Notaba sus manos agarradas a mi cintura firmes pero sin presión, tranquilas. Zigzagueamos entre los pocos coches que quedaban circulando por las grandes avenidas y salimos a la circunvalación prácticamente solos.

El viento que se colaba por las rendijas del casco desplazaba hacia afuera el aliento a sangría barata, bocadillo de calamares y ajoaceite de garrafa, un menú que se repetiría más veces durante mi época de estudiante.

Aparqué la moto justo en la puerta de su edificio y ella me invitó a subir.

—¿Dónde?—pregunté, a sabiendas de que su familia estaba en casa. —Al cielo—sonrió.

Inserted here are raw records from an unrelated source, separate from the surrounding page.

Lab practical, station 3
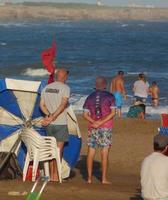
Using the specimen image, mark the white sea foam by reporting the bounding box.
[22,68,48,77]
[0,22,28,27]
[121,24,129,27]
[70,94,168,119]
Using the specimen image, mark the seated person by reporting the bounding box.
[127,101,145,119]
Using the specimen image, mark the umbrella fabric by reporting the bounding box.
[0,79,81,177]
[0,79,46,168]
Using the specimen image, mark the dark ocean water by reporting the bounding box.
[0,21,168,115]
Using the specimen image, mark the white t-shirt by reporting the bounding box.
[134,80,149,98]
[141,152,168,200]
[41,81,70,125]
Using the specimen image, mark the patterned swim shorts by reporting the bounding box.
[87,128,112,148]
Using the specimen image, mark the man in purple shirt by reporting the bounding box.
[83,76,116,184]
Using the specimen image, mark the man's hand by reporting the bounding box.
[92,120,102,128]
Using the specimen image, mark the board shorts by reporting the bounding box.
[46,124,69,142]
[87,128,112,148]
[113,92,123,108]
[134,96,147,104]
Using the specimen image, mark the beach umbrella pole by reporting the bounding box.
[0,135,21,173]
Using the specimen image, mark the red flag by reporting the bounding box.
[48,70,55,84]
[41,40,56,74]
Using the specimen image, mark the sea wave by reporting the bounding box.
[70,94,168,119]
[0,42,7,46]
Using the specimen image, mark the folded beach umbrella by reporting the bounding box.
[0,78,81,178]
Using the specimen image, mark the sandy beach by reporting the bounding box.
[0,116,160,200]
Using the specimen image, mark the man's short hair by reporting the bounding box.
[95,76,107,89]
[153,133,168,151]
[118,71,124,76]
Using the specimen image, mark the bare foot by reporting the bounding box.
[87,178,92,184]
[102,180,111,185]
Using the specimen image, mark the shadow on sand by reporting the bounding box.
[70,155,101,181]
[130,188,143,200]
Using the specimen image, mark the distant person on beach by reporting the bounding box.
[149,81,160,107]
[127,101,145,119]
[110,71,126,117]
[40,68,70,181]
[133,73,149,103]
[141,134,168,200]
[83,77,116,184]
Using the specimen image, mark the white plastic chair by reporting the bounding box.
[21,129,62,183]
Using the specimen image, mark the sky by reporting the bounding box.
[8,0,168,7]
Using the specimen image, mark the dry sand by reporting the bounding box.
[0,116,160,200]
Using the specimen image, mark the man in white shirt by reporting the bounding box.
[141,134,168,200]
[40,68,70,181]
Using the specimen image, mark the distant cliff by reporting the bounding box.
[0,4,168,21]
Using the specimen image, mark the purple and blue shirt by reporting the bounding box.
[83,90,116,128]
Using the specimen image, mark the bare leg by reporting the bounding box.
[101,147,110,184]
[49,160,58,181]
[87,147,96,183]
[57,142,64,160]
[117,108,122,117]
[49,142,64,181]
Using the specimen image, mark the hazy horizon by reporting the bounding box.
[0,0,168,7]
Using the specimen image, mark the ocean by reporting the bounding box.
[0,20,168,118]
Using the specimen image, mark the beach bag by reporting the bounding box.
[0,152,22,180]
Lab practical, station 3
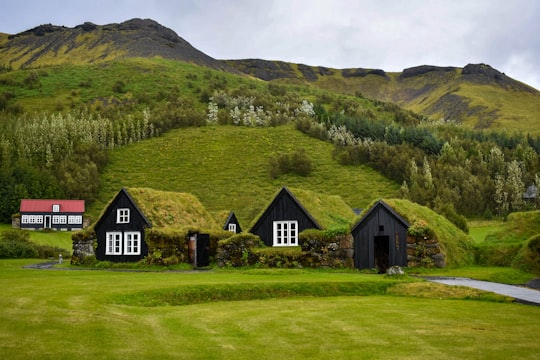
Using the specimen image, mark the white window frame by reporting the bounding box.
[52,215,67,225]
[105,231,122,255]
[273,220,298,246]
[116,208,129,224]
[68,215,82,224]
[124,231,141,255]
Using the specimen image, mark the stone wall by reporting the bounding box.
[300,234,354,268]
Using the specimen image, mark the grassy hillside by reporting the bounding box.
[477,211,540,274]
[88,126,399,226]
[385,199,474,267]
[0,58,240,112]
[228,60,540,134]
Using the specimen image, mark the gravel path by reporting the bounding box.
[426,277,540,306]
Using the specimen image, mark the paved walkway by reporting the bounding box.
[427,277,540,306]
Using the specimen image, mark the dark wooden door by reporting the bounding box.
[195,234,210,267]
[374,236,390,274]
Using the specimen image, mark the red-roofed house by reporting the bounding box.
[19,199,84,231]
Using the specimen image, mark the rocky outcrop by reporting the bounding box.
[399,65,457,79]
[341,68,386,78]
[461,64,537,94]
[0,19,238,73]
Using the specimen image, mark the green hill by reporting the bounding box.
[0,19,540,134]
[227,59,540,134]
[88,126,399,226]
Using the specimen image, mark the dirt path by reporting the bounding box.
[426,277,540,306]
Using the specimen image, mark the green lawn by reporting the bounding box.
[0,224,73,251]
[0,260,540,359]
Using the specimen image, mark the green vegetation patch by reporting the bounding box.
[127,188,217,229]
[384,199,474,267]
[93,126,399,224]
[114,279,404,306]
[387,282,513,302]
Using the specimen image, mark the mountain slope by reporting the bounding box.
[227,59,540,133]
[87,126,399,227]
[0,19,540,134]
[0,19,235,72]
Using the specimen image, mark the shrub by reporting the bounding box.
[512,235,540,274]
[269,148,312,179]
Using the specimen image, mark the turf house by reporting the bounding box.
[223,211,242,234]
[73,188,225,263]
[351,200,409,272]
[94,188,152,262]
[14,199,84,231]
[250,187,355,246]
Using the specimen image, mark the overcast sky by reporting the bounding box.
[0,0,540,89]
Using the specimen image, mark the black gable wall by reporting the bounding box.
[95,192,148,262]
[251,191,320,246]
[352,204,408,269]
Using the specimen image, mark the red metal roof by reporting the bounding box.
[20,199,84,213]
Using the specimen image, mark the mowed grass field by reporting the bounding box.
[0,260,540,359]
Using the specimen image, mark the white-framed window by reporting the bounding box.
[274,220,298,246]
[68,215,82,224]
[105,231,122,255]
[116,209,129,224]
[124,231,141,255]
[52,215,67,224]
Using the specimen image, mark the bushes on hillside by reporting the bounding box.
[269,148,313,179]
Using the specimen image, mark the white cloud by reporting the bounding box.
[0,0,540,89]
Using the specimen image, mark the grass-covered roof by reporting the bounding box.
[126,188,219,229]
[360,199,474,266]
[251,187,356,229]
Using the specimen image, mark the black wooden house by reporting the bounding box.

Nunca una descripción fue tan literal.

Subimos a hurtadillas desde el último piso donde nos abrió sus puertas el ascensor hasta los últimos escalones que daban paso a la puerta de la terraza. Antes de quitarme la chaqueta y dejar el casco en el suelo ya me estaba lamiendo el cuello, llegando hasta la boca y besándome con ganas.

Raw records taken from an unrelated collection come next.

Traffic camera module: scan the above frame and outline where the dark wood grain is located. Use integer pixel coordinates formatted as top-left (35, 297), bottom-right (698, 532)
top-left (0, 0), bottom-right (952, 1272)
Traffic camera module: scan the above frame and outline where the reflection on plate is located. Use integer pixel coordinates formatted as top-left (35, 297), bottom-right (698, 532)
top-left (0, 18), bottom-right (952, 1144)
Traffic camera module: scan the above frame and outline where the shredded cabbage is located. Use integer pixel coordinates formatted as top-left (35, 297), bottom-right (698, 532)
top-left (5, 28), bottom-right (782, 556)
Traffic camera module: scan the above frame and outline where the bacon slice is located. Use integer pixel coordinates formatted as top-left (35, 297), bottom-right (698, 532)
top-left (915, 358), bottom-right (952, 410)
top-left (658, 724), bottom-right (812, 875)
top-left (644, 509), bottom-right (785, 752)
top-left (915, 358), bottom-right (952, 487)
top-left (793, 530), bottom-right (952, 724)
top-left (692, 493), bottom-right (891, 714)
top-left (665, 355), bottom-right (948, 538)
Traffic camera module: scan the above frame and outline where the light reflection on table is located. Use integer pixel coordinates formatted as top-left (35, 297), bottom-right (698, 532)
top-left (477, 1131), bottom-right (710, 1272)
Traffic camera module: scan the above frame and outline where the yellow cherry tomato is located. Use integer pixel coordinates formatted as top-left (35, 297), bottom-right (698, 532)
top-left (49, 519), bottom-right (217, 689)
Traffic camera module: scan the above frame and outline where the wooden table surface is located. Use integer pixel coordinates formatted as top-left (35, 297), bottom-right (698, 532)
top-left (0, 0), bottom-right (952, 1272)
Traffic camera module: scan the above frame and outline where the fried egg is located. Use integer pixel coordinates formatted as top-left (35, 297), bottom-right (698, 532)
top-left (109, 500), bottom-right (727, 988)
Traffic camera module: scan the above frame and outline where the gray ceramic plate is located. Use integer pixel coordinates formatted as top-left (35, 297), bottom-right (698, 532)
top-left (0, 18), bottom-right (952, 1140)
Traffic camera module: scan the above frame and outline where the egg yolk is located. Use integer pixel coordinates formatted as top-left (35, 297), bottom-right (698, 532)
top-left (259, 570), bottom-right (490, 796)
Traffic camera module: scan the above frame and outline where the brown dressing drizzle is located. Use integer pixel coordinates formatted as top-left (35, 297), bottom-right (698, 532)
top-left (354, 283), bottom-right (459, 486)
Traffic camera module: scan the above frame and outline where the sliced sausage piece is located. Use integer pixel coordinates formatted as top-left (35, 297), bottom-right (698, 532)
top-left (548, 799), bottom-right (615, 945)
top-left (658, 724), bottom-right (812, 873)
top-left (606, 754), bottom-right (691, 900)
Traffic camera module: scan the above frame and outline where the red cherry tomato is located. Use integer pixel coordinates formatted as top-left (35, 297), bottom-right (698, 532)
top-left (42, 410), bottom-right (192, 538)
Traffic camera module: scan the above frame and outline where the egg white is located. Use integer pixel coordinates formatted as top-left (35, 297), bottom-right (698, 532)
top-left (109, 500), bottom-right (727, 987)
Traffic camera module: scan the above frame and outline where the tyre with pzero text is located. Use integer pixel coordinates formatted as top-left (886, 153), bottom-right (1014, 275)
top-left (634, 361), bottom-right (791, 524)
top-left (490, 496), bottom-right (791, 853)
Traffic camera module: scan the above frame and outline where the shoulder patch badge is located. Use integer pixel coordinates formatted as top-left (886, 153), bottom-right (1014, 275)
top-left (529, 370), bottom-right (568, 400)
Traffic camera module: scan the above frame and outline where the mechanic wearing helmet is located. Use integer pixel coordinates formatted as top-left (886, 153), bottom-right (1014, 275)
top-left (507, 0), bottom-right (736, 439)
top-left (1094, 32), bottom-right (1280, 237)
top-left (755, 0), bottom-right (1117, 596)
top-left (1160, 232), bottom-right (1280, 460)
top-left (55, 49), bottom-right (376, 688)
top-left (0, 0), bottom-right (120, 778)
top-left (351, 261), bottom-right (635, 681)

Noté sus labios carnosos, el sabor a tabaco y su lengua buscando la mía. Me sentó en un escalón, se encajó sobre mis piernas y comenzó un movimiento de vaivén que parecía querer borrar las costuras de nuestros pantalones.

Años más tarde lo llamaron petting.

Nos rozamos hasta el dolor y el enrojecimiento. Era noviembre y todo estaba húmedo.

Después siempre volvía a casa solo.

El viento que se colaba por las rendijas del casco desplazaba hacia afuera el aliento a tabaco y a saliva ajena.